31. MEREKA MENJAUH

57 9 8
                                    


Rafael menatap malas ke arah teman-temannya, mereka sangat asik bermain game online di ponselnya. Sedangkan Rafael? Ia tersulut dalam pikirannya, tentang Alexsya, dan keadaannya.

“Gue ke toilet dulu,” izinnya.

Boby menganggukan kepalanya sebagai jawaban.

“Mau ke toilet aja pake acara izin segala, kek cewek aja lo!” cibir Boby.

“Biar lo semua kagak ikut!”

Rafael bangkit dan berjalan kearah pintu kelas, dan berjalan kearah yang berlawanan dengan toilet. Mungkin ia akan pergi ke suatu tempat untuk menenangkan pikiran dan perasaannya.

Langkahnya begitu cepat, sampai ia sendiri tidak menyadari bahwa ia sudah sampai di roftoof sekolah. Tempat pelarian dari semua masalah yang ada disekolah, ada pula, sebagian siswa yang sering menggunakannya untuk bertemu dengan kekasih dan memulai aksi pacaran disana.

Mata Rafael membulat sempurna, saat melihat banyak kertas yang berserakan dilantai. Dengan cepat, Rafael memunguti satu persatu kertas tersebut.

Kita sering merasa tidak seberuntung dan seberharga itu. Tapi yakinlah, mati tidak akan merubah apapun, selain menerima, pasrah dan berdo'a.

Hati Rafael berdesir, saat membaca untaian kata-kata yang tertulis rapi di atas kertas yang ia pegang. Kemudian, ia melanjutkan membaca isi kertas yang lainnya.

Bodoh, jalang, sialan, anjing, pelacur. Semua kata-kata itu begitu menyakitkan bila didengar, gue mungkin cukup kuat untuk mendengar dan menerima ucapan-ucapan kotor itu. Tapi jika semua itu berjalan sangat lama, gue gak sanggup. Gue sendirian, gue udah kehilangan semuanya hari ini. Sofia dan Nadia ninggalin gue cuman karena humor dan video sialan itu, gue sendirian.

Tanpa Rafael sadari, air matanya turun dari mata indahnya. Bahkan, ia tidak mengusap ataupun menepis air matanya. Ia benar-benar membiarkannya.

“Gue bahkan gak sepenting itu di dunia ini.” Ujar seorang gadis dari balik tangki air.

“A-Asya?” panggilnya.

Gue harus ngelakuin sesuatu buat Asya. Batinnya.

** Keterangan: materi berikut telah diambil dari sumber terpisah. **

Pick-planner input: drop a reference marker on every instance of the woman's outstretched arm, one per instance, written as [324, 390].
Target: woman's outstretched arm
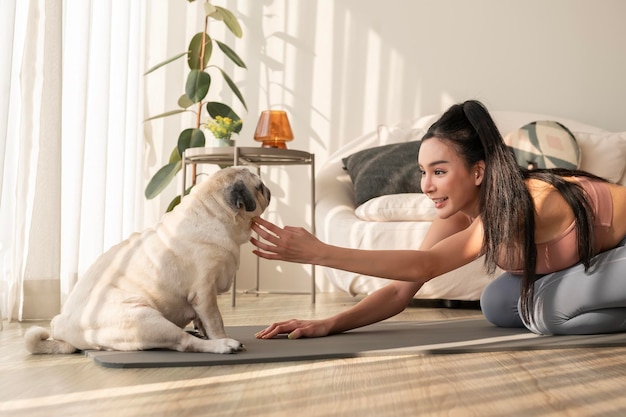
[380, 305]
[294, 244]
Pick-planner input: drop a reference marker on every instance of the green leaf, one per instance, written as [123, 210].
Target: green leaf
[174, 155]
[190, 138]
[184, 102]
[157, 66]
[197, 87]
[173, 204]
[176, 200]
[162, 178]
[234, 88]
[231, 21]
[231, 54]
[195, 51]
[209, 9]
[167, 113]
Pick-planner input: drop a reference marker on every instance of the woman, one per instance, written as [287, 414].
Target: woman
[561, 235]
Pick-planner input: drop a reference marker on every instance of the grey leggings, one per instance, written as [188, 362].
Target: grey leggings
[566, 302]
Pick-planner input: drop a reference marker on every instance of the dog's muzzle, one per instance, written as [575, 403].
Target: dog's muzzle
[266, 192]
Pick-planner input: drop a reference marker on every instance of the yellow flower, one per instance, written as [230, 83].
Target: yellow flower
[222, 127]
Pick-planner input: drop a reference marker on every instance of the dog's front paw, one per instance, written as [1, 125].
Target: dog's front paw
[230, 346]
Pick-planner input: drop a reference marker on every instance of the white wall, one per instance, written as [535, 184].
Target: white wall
[342, 67]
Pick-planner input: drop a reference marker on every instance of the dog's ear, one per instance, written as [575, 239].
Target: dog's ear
[240, 197]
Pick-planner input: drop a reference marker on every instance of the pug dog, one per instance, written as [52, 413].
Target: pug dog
[143, 292]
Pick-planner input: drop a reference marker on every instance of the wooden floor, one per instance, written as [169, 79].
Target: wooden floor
[575, 382]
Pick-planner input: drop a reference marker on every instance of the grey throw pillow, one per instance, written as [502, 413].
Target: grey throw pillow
[383, 170]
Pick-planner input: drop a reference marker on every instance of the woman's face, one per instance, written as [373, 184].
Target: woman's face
[447, 180]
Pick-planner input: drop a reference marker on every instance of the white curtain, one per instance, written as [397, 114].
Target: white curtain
[71, 143]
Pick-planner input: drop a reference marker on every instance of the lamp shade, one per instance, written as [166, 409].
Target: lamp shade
[273, 129]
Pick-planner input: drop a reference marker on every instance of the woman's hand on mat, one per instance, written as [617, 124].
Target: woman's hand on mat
[292, 244]
[295, 329]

Tanpa berbicara dengan Alexsya, Rafael memilih pergi dari roftoof. Dan mencari seseorang yang sangatlah Alexsya butuhkan sekarang ini.

Langkahnya terhenti saat melihat orang yang ia cari ternyata ada di hadapannya.

Tanpa ragu, Rafael mencegat langkah keduanya. “Nadia, Sofia.” Panggilnya.

Nadia merotasikan bola matanya malas, “kenapa?”

“Kalian berdua ngelakuin apa ke Asya?” tanya Rafael Serius.

“Gue gak ngapa-ngapain dia tuh, kenapa? Ngadu dia? Kenapa lo masih berbaik hati dengan dengerin bacotan dari dia? Padahal dia udah jadi penghalang antara lo dan pacar lo,”

Nadia bersedekap dada, kemudian ia memasang ekspresi yang sulit untuk dibaca. “Dan satu lagi, menurut gue lo gak perlu sedikit untuk respect lagi sama dia. Dia itu pelacur!” lanjutnya.

Rafael mengepalkan tangannya dengan penuh amarah, jika saja Nadia bukan perempuan, mungkin Rafael akan memberikan beberapa bogeman di wajahnya.

“Semua yang lo bilang adalah salah, dan pada dasarnya. Di sini yang salah adalah gue, gue yang udah menjadikan Asya sebagai selingkuhan, bukan Asya yang merebut gue dari pacar gue.”

“Dan sekarang, gue minta sama lo berdua, tolong pergi ke roftoof dan temuin Asya di sana. Jangan jadi pengecut, dan jangan menilai seseorang dengan sebelah mata!” lanjutnya.